# Feature Engineering & Data Preprocessing

## Task 1: Data Analysis and Preprocessing (Continuation)

**Objective:**
- Engineer meaningful fraud-related features
- Transform data for machine learning
- Handle severe class imbalance
- Produce a final, model-ready dataset


In [100]:
# Cell 1 — Imports and Setup
import pandas as pd
import numpy as np
from sklearn.preprocessing import StandardScaler
from imblearn.over_sampling import SMOTE
import matplotlib.pyplot as plt
import seaborn as sns

plt.style.use("default")
sns.set_theme()


In [101]:
# Cell 2 — Helper Functions
def scale_numeric(df, numeric_cols):
    scaler = StandardScaler()
    df[numeric_cols] = scaler.fit_transform(df[numeric_cols])
    return df

def encode_categorical(df, categorical_cols):
    return pd.get_dummies(df, columns=categorical_cols, drop_first=True)

def apply_smote(X, y):
    smote = SMOTE(random_state=42)
    X_res, y_res = smote.fit_resample(X, y)
    return X_res, y_res


In [102]:
# Cell 3 — Load Fraud Data
fraud = pd.read_csv("../data/processed/fraud_cleaned.csv")
fraud['signup_time'] = pd.to_datetime(fraud['signup_time'])
fraud['purchase_time'] = pd.to_datetime(fraud['purchase_time'])


In [103]:
# Cell 4 — Time-based Features
fraud['time_since_signup'] = (fraud['purchase_time'] - fraud['signup_time']).dt.total_seconds() / 3600
fraud['hour_of_day'] = fraud['purchase_time'].dt.hour
fraud['day_of_week'] = fraud['purchase_time'].dt.dayofweek
fraud['short_account'] = (fraud['time_since_signup'] < 24).astype(int)


In [104]:
# Cell 5 — Transaction Frequency
fraud['user_txn_count'] = fraud.groupby('user_id')['purchase_time'].transform('count')

# Rolling transactions in last 24h
fraud = fraud.sort_values(['user_id', 'purchase_time'])
def txn_last_24h(group):
    return group.set_index('purchase_time').rolling('24H').count()['user_id']
fraud['txn_in_24h'] = fraud.groupby('user_id', group_keys=False).apply(txn_last_24h).values


In [105]:
# Cell 6 — Encode categorical & Scale numeric
categorical_cols = ['source', 'browser', 'sex', 'country']
fraud_encoded = encode_categorical(fraud, categorical_cols)

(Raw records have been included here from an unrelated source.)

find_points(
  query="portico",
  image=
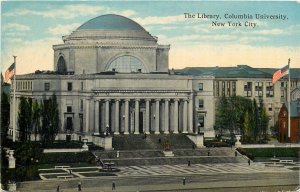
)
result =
(136, 112)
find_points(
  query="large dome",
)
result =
(110, 22)
(113, 28)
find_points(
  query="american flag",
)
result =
(9, 73)
(280, 73)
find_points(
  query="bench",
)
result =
(108, 165)
(61, 167)
(286, 161)
(65, 176)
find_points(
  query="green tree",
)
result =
(50, 120)
(221, 116)
(36, 112)
(5, 115)
(24, 119)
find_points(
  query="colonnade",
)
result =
(139, 115)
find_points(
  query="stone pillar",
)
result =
(126, 116)
(96, 129)
(190, 115)
(147, 116)
(117, 117)
(157, 116)
(185, 112)
(11, 159)
(87, 115)
(166, 116)
(107, 124)
(137, 116)
(176, 116)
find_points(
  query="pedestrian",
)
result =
(79, 186)
(113, 185)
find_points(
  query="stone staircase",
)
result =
(132, 150)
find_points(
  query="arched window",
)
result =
(61, 66)
(127, 64)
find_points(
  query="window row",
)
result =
(24, 85)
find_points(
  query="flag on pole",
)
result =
(280, 73)
(9, 73)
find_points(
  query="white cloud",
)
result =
(232, 55)
(31, 55)
(63, 29)
(65, 12)
(160, 20)
(16, 27)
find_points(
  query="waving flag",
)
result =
(280, 73)
(9, 73)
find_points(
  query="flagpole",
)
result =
(289, 101)
(14, 101)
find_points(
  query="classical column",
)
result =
(147, 116)
(136, 118)
(166, 116)
(190, 114)
(107, 124)
(126, 116)
(96, 129)
(185, 112)
(157, 116)
(117, 117)
(87, 115)
(176, 116)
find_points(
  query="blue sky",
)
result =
(29, 29)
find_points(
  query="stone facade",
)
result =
(118, 81)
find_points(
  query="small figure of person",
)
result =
(113, 185)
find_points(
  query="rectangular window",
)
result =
(69, 109)
(201, 120)
(270, 107)
(200, 86)
(258, 89)
(47, 86)
(201, 103)
(70, 86)
(269, 89)
(248, 89)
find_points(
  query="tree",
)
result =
(221, 116)
(5, 114)
(36, 112)
(50, 120)
(24, 119)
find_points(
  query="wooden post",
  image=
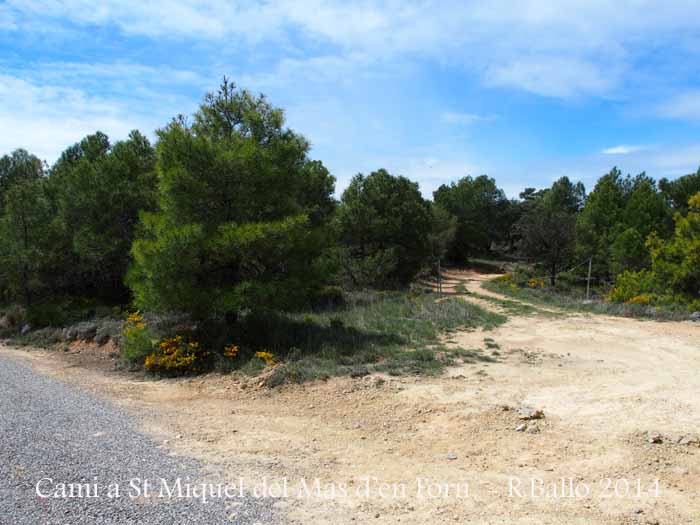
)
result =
(588, 281)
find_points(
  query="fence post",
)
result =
(588, 281)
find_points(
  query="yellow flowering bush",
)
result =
(231, 351)
(178, 356)
(267, 357)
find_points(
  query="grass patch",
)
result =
(396, 333)
(574, 302)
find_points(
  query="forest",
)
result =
(227, 217)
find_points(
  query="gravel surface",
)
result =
(49, 430)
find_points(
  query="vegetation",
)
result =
(229, 226)
(383, 224)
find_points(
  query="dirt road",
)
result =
(454, 448)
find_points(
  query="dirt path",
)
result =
(605, 385)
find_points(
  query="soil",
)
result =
(617, 441)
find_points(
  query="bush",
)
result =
(178, 356)
(137, 341)
(630, 285)
(330, 296)
(15, 316)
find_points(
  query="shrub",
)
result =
(137, 341)
(535, 283)
(639, 299)
(178, 356)
(330, 296)
(15, 315)
(630, 285)
(266, 357)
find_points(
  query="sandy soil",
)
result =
(453, 448)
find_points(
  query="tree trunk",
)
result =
(553, 274)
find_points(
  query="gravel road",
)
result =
(53, 434)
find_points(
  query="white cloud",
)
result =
(45, 119)
(553, 77)
(623, 149)
(685, 106)
(553, 49)
(678, 160)
(465, 119)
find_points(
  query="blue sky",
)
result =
(523, 90)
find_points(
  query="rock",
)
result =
(688, 440)
(359, 371)
(87, 332)
(655, 439)
(102, 336)
(528, 413)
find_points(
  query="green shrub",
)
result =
(15, 315)
(630, 285)
(137, 340)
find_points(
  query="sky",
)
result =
(525, 91)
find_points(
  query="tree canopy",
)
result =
(241, 212)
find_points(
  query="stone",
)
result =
(688, 440)
(528, 413)
(102, 337)
(87, 332)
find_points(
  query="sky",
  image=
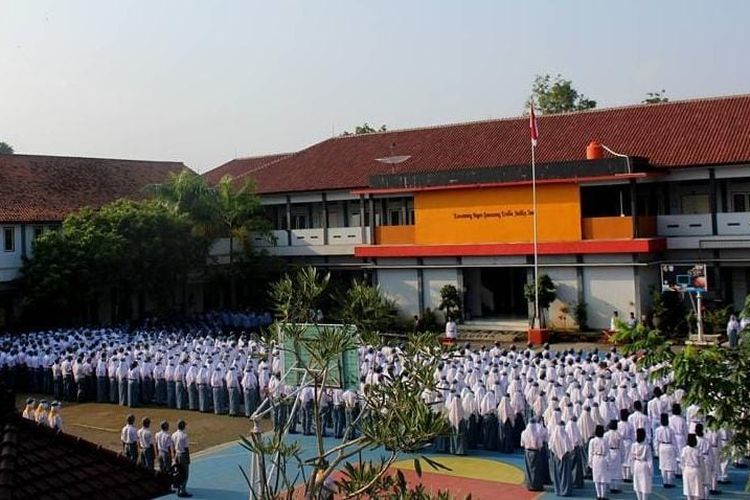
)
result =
(203, 82)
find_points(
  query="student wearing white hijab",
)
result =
(532, 442)
(643, 466)
(458, 426)
(597, 453)
(505, 425)
(490, 425)
(560, 460)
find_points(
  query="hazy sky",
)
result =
(206, 81)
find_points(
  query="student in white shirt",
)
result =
(164, 447)
(146, 444)
(182, 457)
(129, 439)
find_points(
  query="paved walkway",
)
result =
(215, 474)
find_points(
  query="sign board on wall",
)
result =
(497, 215)
(684, 278)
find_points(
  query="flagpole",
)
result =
(537, 319)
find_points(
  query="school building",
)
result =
(37, 192)
(414, 210)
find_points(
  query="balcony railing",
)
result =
(394, 235)
(733, 224)
(684, 225)
(617, 228)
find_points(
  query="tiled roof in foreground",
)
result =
(47, 188)
(39, 462)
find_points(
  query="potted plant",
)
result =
(547, 294)
(657, 307)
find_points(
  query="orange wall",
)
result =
(497, 215)
(394, 235)
(607, 228)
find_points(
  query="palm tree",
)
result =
(220, 211)
(188, 193)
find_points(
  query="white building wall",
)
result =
(608, 289)
(401, 286)
(433, 281)
(561, 311)
(10, 262)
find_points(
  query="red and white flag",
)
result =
(533, 128)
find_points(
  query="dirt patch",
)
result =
(102, 422)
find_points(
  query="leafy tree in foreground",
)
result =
(450, 302)
(226, 210)
(368, 309)
(557, 95)
(547, 295)
(122, 249)
(392, 415)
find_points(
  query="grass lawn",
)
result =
(101, 423)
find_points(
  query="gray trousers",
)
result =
(183, 460)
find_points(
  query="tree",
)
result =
(450, 302)
(547, 295)
(557, 95)
(121, 250)
(655, 97)
(295, 296)
(365, 128)
(368, 309)
(408, 430)
(226, 210)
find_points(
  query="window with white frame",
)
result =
(9, 239)
(740, 202)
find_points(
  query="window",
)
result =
(9, 239)
(740, 202)
(695, 204)
(395, 217)
(299, 222)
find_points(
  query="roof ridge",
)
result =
(566, 113)
(97, 158)
(259, 156)
(277, 160)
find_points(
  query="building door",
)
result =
(498, 292)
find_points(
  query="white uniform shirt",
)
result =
(129, 434)
(180, 441)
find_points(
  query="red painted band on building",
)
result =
(641, 245)
(569, 180)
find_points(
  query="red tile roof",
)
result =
(47, 188)
(39, 462)
(241, 166)
(710, 131)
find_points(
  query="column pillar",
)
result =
(289, 220)
(325, 219)
(712, 200)
(634, 207)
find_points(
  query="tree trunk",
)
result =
(232, 284)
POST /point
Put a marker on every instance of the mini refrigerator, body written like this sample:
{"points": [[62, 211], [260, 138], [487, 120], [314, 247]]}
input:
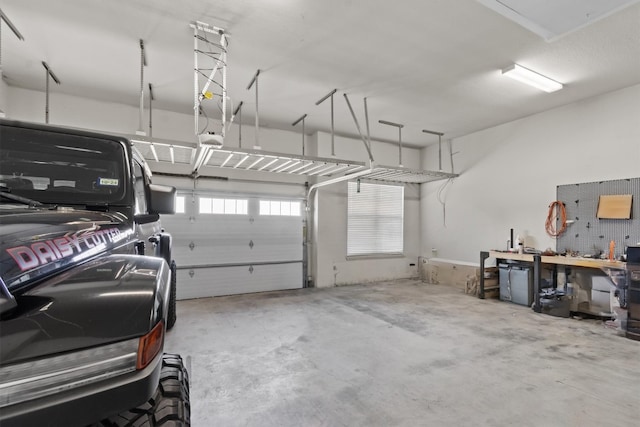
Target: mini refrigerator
{"points": [[516, 283]]}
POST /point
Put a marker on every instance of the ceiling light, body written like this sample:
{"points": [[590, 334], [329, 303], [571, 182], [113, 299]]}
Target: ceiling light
{"points": [[524, 75]]}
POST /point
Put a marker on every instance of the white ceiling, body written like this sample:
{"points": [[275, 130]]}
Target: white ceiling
{"points": [[427, 64]]}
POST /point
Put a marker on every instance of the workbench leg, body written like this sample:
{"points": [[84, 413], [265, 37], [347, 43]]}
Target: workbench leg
{"points": [[537, 266], [483, 256]]}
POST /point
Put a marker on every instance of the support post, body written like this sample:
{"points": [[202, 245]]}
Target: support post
{"points": [[301, 119], [255, 80], [330, 94], [399, 126], [49, 74], [355, 119]]}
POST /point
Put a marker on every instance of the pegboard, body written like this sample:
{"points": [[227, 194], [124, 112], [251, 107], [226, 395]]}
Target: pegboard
{"points": [[590, 235]]}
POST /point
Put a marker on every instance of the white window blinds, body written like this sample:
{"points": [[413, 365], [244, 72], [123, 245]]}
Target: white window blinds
{"points": [[375, 219]]}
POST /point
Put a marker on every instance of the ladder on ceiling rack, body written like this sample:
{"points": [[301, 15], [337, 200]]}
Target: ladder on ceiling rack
{"points": [[210, 45]]}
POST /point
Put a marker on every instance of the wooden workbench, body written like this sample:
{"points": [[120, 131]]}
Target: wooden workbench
{"points": [[537, 261]]}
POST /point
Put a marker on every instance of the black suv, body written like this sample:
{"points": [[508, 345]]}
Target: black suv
{"points": [[87, 289]]}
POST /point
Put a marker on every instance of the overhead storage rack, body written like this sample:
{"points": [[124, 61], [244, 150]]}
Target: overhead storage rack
{"points": [[235, 158]]}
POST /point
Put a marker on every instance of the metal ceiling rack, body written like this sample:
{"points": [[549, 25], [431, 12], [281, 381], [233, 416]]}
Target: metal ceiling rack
{"points": [[4, 18], [235, 158]]}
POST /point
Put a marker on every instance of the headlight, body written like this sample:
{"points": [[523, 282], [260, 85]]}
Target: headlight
{"points": [[32, 380]]}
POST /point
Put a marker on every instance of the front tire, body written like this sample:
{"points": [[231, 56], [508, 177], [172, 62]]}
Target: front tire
{"points": [[168, 407]]}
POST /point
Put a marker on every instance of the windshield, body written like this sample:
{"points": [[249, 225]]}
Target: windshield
{"points": [[60, 168]]}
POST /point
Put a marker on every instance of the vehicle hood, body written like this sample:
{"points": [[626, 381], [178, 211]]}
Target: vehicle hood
{"points": [[109, 299], [35, 243]]}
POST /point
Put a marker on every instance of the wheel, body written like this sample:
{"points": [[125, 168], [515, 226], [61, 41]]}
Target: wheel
{"points": [[168, 407], [171, 314]]}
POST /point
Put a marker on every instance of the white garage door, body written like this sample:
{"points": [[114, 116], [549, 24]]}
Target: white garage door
{"points": [[226, 245]]}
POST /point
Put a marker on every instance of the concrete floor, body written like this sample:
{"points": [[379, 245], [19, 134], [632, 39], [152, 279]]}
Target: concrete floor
{"points": [[400, 353]]}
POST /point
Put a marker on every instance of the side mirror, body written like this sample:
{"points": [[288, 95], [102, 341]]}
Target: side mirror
{"points": [[162, 199]]}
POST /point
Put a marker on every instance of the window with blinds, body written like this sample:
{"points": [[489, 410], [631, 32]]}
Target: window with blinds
{"points": [[375, 219]]}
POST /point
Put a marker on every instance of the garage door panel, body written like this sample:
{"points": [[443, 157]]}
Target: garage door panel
{"points": [[220, 250], [219, 281]]}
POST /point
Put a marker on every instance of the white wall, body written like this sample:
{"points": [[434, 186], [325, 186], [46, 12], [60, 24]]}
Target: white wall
{"points": [[509, 173], [329, 242], [328, 225]]}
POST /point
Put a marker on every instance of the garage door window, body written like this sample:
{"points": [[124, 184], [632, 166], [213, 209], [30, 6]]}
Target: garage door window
{"points": [[279, 208], [210, 205], [375, 219]]}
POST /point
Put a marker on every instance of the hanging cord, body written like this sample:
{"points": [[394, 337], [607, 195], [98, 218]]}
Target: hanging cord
{"points": [[442, 201], [556, 208]]}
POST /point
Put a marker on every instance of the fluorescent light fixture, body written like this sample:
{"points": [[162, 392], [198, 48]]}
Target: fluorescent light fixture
{"points": [[524, 75]]}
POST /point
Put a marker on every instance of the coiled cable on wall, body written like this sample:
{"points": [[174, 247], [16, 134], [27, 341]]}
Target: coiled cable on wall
{"points": [[557, 210]]}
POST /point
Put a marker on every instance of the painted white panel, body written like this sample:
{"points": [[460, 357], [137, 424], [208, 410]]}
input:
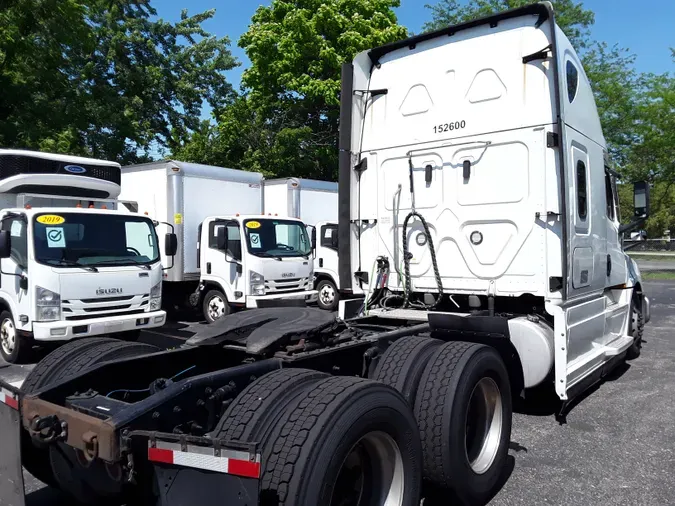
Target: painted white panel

numeric_cols = ['purchase_value', 'age', 'time_since_signup', 'user_txn_count', 'txn_in_24h']
fraud_encoded = scale_numeric(fraud_encoded, numeric_cols)


In [106]:
# Cell 7 — Split features and target
X_fraud = fraud_encoded.drop(columns=['class', 'user_id', 'device_id', 'signup_time', 'purchase_time', 'ip_address', 'ip_int', 'lower_bound_ip_address', 'upper_bound_ip_address'])
y_fraud = fraud_encoded['class']

# Original distribution
print("Original class distribution:\n", y_fraud.value_counts())


Original class distribution:
 class
0    116878
1     12268
Name: count, dtype: int64


In [107]:
# Cell 8 — Apply SMOTE (for training later)
X_fraud_res, y_fraud_res = apply_smote(X_fraud, y_fraud)
print("Resampled class distribution:\n", y_fraud_res.value_counts())


Resampled class distribution:
 class
0    116878
1    116878
Name: count, dtype: int64


In [108]:
# Cell 9 — Save Fraud Features
fraud_encoded.to_csv("../data/processed/fraud_features.csv", index=False)


In [109]:
# Cell 10 — Load CreditCard Data
credit = pd.read_csv("../data/processed/creditcard_cleaned.csv")


In [110]:
# Cell 11 — Numeric & Time-based Features
numeric_cols_cc = ['Amount']
credit = scale_numeric(credit, numeric_cols_cc)
credit['hour_of_day'] = (credit['Time'] // 3600) % 24


In [111]:
# Cell 12 — Encode categorical (if any)
categorical_cols_cc = []
credit_encoded = encode_categorical(credit, categorical_cols_cc)


In [112]:
# Cell 13 — Split features and target
X_cc = credit_encoded.drop(columns=['Class', 'Time'])
y_cc = credit_encoded['Class']

# Original distribution
print("CreditCard original class distribution:\n", y_cc.value_counts())


CreditCard original class distribution:
 Class
0    283253
1       473
Name: count, dtype: int64


In [113]:
# Cell 14 — Apply SMOTE
X_cc_res, y_cc_res = apply_smote(X_cc, y_cc)
print("CreditCard resampled class distribution:\n", y_cc_res.value_counts())


CreditCard resampled class distribution:
 Class
0    283253
1    283253
Name: count, dtype: int64


In [114]:
# Cell 15 — Save CreditCard Features
credit_encoded.to_csv("../data/processed/creditcard_features.csv", index=False)


## ✅ Summary
- Both datasets are cleaned, transformed, and feature-engineered.
- Class imbalance is documented and handled with SMOTE.
- Ready for modeling in Task 2.